P16634 [GKS 2017 #G] Huge Numbers

Professor Shekhu has another problem for Akki today. He has given him three positive integers $A$, $N$ and $P$ and wants him to calculate the remainder when $A^{N!}$ is divided by $P$. As usual, $N!$ denotes the product of the first $N$ positive integers.

The first line of the input gives the number of test cases, $T$. $T$ lines follow. Each line contains three integers $A$, $N$ and $P$, as described above.

For each test case, output one line containing `Case #x: y`, where $x$ is the test case number (starting from $1$) and $y$ is the answer.

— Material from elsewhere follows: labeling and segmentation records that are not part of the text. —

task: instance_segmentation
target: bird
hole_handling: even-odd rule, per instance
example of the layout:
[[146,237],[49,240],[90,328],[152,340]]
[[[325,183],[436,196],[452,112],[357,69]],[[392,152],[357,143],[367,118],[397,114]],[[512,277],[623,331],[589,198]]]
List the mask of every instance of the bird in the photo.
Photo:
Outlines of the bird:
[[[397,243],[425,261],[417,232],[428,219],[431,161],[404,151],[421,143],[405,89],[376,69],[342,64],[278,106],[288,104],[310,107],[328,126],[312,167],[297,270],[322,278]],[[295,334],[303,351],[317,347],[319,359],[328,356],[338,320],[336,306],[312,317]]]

In Sample Case $1$, the answer is the remainder when $2^{1!} = 2$ is divided by $2$, which is $0$. In Sample Case $2$, the answer is the remainder when $3^{3!} = 3^6 = 729$ is divided by $2$, which is $1$. ### Limits $1 \le T \le 100$. **Small dataset (Test set 1 - Visible)** $1 \le A \le 10$. $1 \le N \le 10$. $1 \le P \le 10$. **Large dataset (Test set 2 - Hidden)** $1 \le A \le 10^5$. $1 \le N \le 10^5$. $1 \le P \le 10^5$.